The utility of mouse models in aiding the development of such treatment strategies lies in the similarity with the human diseases. In this regard, the most widely studied mouse model, the rd1 mouse, is problematic since photoreceptor apoptosis commences before the retina is fully developed, and therefore developmental and degenerative changes are confounded. Nonetheless, recent studies of the rd1 mouse have shown that, similar to the human condition, the retinal ganglion cells survive and, unlike bipolar cells, retain normal morphology and central projections after complete photoreceptor degeneration (Mazzoni et al. 2008). Analysis of the electrophysiological properties of the ganglion cells in the rd1 mouse by two groups (Margolis and Detwiler 2007; Stasheff 2008) found that in the degenerated retina the majority of ganglion cells were rhythmically active due to oscillatory excitatory and inhibitory inputs from bipolar and amacrine cells. Such spontaneous discharge demonstrates that the ganglion cells are functionally viable, and that the presynaptic cells are capable of generating potent synaptic drive. However, a potential complication is that a high level of spontaneous discharge in the ganglion cells would degrade the output from RD retinas, which had been rendered light sensitive either genetically or prosthetically, since many of the action potentials in the ganglion cells would not be correlated with the visual stimulus. On the other hand, it is possible that the spontaneous discharge of ganglion cells diminishes in treated retinas that receive light-evoked inputs. For example, the rd1 model that was rendered lightsensitive by introducing channelrhodopsin-2 into the bipolar cells, did not appear to generate high levels of spontaneous discharge in the ganglion cells (Lagali et al. 2008).
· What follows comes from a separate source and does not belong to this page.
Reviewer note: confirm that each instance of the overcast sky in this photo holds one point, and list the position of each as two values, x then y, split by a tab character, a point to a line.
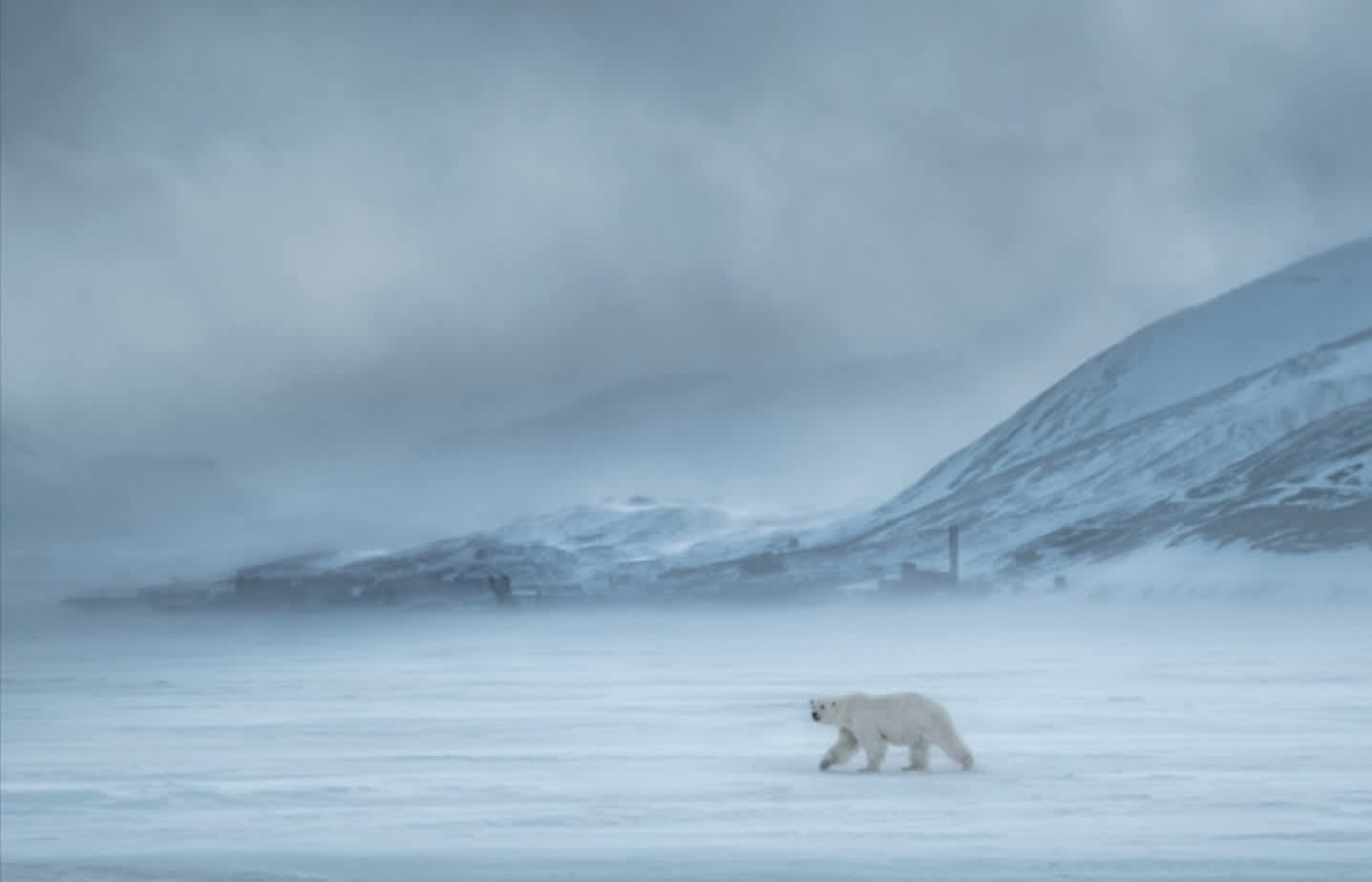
331	217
The origins of the oscillations, which arise within the presynaptic circuitry are unknown, and as others have noted (Stasheff 2008), they may represent developmental anomalies that arise due to the early onset of photoreceptor degeneration. In this respect, the rd1 model may not be a good proxy for human RP and it will be important to examine the structure and function of ganglion cells in other mouse models. The rd10 model, with its delayed onset of degeneration would be a good candidate.

Currently the outlook is very encouraging for the development of treatments for retinal degenerations, but it will be essential to further develop sensitive assays to evaluate the timing and extent of inner retinal dysfunction. This will be required not only to appropriately target intervention strategies, but also to evaluate the success of those treatments. Further work is also needed to investigate the nature of functional changes across a range of animal models of retinal degeneration.